Banyak dari kita mengatakan betapa hancurnya kita atau betapa sakitnya kita; tidak menyadari bahwa kata-kata yang keluar dari mulut kita adalah alasan mengapa kita masih berada dalam situasi yang sama.

Banyak dari kesengsaraan yang menimpa umat Allah adalah hasil dari kata-kata yang kita ucapkan tentang kehidupan kita. Hubungan antara apa yang kita katakan dan apa yang kita miliki belum terjalin.

Kita semua mendengarkan iklan dan membaca iklan di surat kabar. Ketika kita mendengar atau membaca bahwa toko rantai memberikan TV 40 inci secara gratis, kebanyakan dari kita tidak akan mempertanyakan itu. Kami akan mengambil iklan ini untuk kata-katanya. Kami tidak akan mempertanyakan orang yang menulis iklan, kami juga tidak akan memanggil toko untuk melihat apakah ini benar. Banyak dari kita mendasarkan tindakan kita pada kata orang lain. Orang-orang bertindak berdasarkan perkataan orang lain tanpa ragu-ragu.

Ketika Tuhan berkata "dengan garis-Nya kamu disembuhkan" atau "Aku berharap di atas semua itu kamu makmur dan sehat"; kenapa kamu tidak percaya Firman Tuhan? Banyak dari kita mengatakan kita percaya, tetapi meragukan hal ini di hati kita.
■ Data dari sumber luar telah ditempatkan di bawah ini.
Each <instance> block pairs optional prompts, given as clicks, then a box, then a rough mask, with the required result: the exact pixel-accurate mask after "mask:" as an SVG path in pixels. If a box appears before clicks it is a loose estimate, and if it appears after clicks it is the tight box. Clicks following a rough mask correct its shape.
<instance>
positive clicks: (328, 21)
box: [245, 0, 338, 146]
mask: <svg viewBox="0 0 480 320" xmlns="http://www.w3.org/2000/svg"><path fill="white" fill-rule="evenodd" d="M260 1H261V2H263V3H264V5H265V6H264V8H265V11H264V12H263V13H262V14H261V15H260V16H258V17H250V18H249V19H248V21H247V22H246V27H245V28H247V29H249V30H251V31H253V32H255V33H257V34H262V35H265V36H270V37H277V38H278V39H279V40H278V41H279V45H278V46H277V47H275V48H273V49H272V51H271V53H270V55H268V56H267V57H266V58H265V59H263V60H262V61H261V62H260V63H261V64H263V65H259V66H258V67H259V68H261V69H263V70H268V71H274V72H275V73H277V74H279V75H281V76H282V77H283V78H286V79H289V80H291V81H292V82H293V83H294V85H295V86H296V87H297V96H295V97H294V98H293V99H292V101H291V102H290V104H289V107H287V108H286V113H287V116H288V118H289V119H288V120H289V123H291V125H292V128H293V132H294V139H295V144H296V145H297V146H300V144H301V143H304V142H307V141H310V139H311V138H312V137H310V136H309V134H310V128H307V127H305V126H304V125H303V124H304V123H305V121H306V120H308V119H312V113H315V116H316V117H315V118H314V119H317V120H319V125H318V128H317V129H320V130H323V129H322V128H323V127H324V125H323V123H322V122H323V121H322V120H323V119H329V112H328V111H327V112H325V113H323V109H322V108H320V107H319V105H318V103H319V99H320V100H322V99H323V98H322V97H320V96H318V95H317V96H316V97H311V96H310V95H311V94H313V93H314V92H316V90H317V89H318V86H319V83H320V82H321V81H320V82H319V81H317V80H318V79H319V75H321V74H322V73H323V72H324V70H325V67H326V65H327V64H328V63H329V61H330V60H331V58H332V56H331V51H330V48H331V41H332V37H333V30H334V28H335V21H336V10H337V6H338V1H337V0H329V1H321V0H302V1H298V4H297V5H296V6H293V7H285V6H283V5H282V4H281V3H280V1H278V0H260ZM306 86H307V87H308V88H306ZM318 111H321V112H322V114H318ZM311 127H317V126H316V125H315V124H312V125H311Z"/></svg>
Jika Firman-Nya mengatakan hal-hal ini, maka Anda hanya harus mengaku, percaya Anda telah menerimanya, dan menindaklanjutinya.
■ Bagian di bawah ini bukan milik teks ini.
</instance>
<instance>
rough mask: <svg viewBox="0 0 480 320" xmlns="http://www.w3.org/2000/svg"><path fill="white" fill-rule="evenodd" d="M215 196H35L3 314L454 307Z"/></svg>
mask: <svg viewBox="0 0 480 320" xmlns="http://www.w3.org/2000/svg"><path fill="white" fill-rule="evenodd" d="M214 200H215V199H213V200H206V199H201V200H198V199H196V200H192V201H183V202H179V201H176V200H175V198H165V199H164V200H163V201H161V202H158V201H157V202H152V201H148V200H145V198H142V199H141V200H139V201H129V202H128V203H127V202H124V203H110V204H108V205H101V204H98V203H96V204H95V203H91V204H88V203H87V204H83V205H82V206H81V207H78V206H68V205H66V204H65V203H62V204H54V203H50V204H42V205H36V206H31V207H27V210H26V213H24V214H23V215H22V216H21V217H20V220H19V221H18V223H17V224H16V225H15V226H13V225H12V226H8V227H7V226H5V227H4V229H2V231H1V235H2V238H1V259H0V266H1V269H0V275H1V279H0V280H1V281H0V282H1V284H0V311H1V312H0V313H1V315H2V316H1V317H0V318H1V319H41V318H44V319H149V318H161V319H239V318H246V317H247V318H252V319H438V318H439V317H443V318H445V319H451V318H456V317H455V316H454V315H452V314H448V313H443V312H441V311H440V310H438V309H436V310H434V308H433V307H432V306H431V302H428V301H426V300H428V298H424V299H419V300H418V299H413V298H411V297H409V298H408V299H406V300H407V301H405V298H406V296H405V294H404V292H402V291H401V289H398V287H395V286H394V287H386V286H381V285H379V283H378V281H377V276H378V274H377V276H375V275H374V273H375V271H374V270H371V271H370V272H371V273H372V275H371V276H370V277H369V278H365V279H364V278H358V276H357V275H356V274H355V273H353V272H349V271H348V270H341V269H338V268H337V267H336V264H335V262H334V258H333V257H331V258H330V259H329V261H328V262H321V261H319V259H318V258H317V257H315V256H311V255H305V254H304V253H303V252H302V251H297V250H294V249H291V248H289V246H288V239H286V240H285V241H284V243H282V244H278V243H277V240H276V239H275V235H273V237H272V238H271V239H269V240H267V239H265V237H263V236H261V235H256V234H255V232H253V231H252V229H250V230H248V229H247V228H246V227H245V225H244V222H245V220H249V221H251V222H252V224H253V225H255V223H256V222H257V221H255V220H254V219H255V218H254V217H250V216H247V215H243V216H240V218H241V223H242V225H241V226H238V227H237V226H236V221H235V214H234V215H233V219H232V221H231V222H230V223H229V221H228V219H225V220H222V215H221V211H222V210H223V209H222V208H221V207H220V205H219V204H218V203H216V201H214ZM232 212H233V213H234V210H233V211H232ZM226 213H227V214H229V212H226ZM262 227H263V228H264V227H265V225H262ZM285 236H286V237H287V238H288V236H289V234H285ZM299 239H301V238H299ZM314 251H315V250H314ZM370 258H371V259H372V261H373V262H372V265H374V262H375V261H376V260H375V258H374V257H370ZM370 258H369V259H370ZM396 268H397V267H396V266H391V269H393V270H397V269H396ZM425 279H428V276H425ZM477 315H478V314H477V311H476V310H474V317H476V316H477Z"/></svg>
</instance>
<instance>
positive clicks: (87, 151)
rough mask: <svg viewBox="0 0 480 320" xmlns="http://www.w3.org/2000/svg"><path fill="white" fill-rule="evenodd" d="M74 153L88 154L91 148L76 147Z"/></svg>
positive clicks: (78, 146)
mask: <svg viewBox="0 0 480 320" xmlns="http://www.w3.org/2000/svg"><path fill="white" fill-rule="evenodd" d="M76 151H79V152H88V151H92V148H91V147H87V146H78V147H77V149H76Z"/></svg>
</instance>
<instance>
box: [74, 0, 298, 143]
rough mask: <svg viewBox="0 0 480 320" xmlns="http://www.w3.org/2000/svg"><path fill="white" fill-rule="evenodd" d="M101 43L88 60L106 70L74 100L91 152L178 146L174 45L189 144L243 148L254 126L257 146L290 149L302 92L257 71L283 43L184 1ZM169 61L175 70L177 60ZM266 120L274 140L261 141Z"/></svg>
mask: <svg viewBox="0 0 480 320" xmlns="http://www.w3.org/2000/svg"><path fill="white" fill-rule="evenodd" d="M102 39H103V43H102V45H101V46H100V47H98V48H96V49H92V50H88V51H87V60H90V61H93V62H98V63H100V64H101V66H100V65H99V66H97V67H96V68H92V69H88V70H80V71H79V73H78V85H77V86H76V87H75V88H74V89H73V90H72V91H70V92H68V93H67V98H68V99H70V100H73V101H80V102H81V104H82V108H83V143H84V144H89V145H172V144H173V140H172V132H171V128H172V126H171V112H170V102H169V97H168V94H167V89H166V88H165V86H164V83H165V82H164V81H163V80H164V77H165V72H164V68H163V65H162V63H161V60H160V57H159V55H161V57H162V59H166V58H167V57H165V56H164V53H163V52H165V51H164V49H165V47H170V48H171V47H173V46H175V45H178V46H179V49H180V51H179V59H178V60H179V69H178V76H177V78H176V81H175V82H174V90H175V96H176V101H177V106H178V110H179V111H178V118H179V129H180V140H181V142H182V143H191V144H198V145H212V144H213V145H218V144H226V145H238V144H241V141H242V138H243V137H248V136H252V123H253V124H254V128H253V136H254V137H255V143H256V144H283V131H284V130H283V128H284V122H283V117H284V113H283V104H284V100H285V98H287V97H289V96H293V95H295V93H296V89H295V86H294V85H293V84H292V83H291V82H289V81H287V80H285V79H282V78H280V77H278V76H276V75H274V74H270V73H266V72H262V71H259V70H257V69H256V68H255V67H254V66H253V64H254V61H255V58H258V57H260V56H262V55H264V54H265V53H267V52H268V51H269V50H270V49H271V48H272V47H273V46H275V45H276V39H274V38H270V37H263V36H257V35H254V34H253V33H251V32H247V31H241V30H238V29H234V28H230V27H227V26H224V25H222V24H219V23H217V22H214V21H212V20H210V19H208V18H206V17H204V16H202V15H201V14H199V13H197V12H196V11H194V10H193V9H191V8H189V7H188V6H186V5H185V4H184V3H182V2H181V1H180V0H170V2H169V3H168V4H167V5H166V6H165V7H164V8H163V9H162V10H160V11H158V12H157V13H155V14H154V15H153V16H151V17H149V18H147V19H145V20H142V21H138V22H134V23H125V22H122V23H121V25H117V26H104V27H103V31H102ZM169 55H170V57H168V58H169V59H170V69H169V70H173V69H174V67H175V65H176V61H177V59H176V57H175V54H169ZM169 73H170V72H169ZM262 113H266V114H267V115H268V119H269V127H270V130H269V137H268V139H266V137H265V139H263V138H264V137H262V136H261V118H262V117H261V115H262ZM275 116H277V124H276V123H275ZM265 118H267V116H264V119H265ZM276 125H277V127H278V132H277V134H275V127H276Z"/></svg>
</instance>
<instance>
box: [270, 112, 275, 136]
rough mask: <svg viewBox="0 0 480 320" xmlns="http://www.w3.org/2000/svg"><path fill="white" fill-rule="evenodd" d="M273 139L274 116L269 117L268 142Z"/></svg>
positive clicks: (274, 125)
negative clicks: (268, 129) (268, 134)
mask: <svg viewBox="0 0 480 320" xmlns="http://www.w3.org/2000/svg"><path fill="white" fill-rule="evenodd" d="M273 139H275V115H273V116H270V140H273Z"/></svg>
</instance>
"Kematian dan kehidupan ada dalam kekuatan lidah: dan mereka yang menyukainya akan memakan buah di sana [Proverbs 18:21].

Saya telah mendengar begitu banyak orang mengatakan bahwa pemerintah menahan mereka atau mereka tidak dapat melanjutkan karena seseorang apakah seseorang menghalangi jalan mereka, pada kenyataannya Anda adalah satu-satunya orang yang dapat menghentikan Anda, untuk ditelan oleh sebagian besar orang, tetapi itu adalah kebenaran.
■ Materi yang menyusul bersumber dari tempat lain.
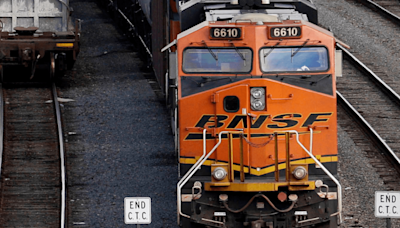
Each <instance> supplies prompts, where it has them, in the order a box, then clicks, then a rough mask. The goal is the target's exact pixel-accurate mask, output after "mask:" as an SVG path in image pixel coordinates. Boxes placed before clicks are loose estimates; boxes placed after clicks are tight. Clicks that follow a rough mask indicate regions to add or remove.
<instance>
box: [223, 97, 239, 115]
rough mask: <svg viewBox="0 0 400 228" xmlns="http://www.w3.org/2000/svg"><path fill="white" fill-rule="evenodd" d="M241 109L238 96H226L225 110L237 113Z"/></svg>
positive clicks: (224, 103)
mask: <svg viewBox="0 0 400 228" xmlns="http://www.w3.org/2000/svg"><path fill="white" fill-rule="evenodd" d="M239 108H240V102H239V98H238V97H237V96H226V97H225V98H224V109H225V111H226V112H237V111H239Z"/></svg>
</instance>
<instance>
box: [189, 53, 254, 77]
mask: <svg viewBox="0 0 400 228" xmlns="http://www.w3.org/2000/svg"><path fill="white" fill-rule="evenodd" d="M252 58H253V56H252V51H251V50H250V49H249V48H239V47H238V48H211V47H210V48H189V49H186V50H185V51H184V52H183V66H182V68H183V71H184V72H186V73H249V72H250V71H251V67H252Z"/></svg>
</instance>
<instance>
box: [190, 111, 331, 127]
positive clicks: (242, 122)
mask: <svg viewBox="0 0 400 228" xmlns="http://www.w3.org/2000/svg"><path fill="white" fill-rule="evenodd" d="M331 115H332V112H328V113H311V114H310V115H309V116H308V117H307V119H306V120H304V121H301V120H300V118H302V117H303V116H302V115H301V114H299V113H295V114H280V115H276V116H274V117H273V118H272V119H271V122H270V123H267V120H268V119H269V118H271V115H259V116H258V117H257V118H256V119H255V120H253V121H250V128H253V129H258V128H261V127H265V128H269V129H284V128H291V127H295V126H297V125H299V124H301V127H308V126H311V125H313V124H314V123H315V122H327V121H328V120H329V117H330V116H331ZM247 118H249V117H248V116H247V115H235V116H234V117H233V118H232V119H231V120H230V121H229V120H228V116H227V115H203V116H202V117H201V118H200V120H199V121H197V124H196V126H195V127H200V128H215V127H217V128H219V127H223V126H225V128H227V129H234V128H241V127H243V128H247V127H248V126H247ZM300 121H301V122H300Z"/></svg>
Tuhan memberi kita hak untuk memiliki apa yang kita katakan, Firman-Nya memberi tahu kita untuk memanggil hal-hal yang tidak seperti adanya. Untuk menyebutkan sesuatu artinya berbicara menjadi ada.

Kata-katanya mengatakan bahwa jika Tuhan ada untuk kita, siapa yang bisa melawan kita "[Romans 8:31] .

Kita harus belajar untuk mengakui Firman Tuhan tentang situasi kita. Segala sesuatu yang dibuat Allah di bumi ini diucapkan (kitab Kejadian). Kata-katanya telah membawa banyak hal ke dalam kehidupan. Kita diciptakan menurut gambar dan rupa Allah. Firman-Nya berkata, "Kamu akan melakukan hal-hal yang aku lakukan." Yesus memahami prinsip ini ketika ia berbicara kepada pohon ara dan dipatuhi-Nya. Ketika Yesus berbicara kepada badai, itu menaatinya. Sebagai anak Tuhan Anda juga dapat berbicara dengan situasi Anda; katakan apa yang dikatakan Tuhan dan itu harus mematuhi kata-kata Anda.

Peningkatan atau penurunan dalam hidup kita dimulai dengan kata-kata yang kita ucapkan. Temukan tulisan suci tentang situasi Anda dan belajar mengatakan apa yang Tuhan katakan tentang itu. Jangan bicara masalah. Katakan saja Firman.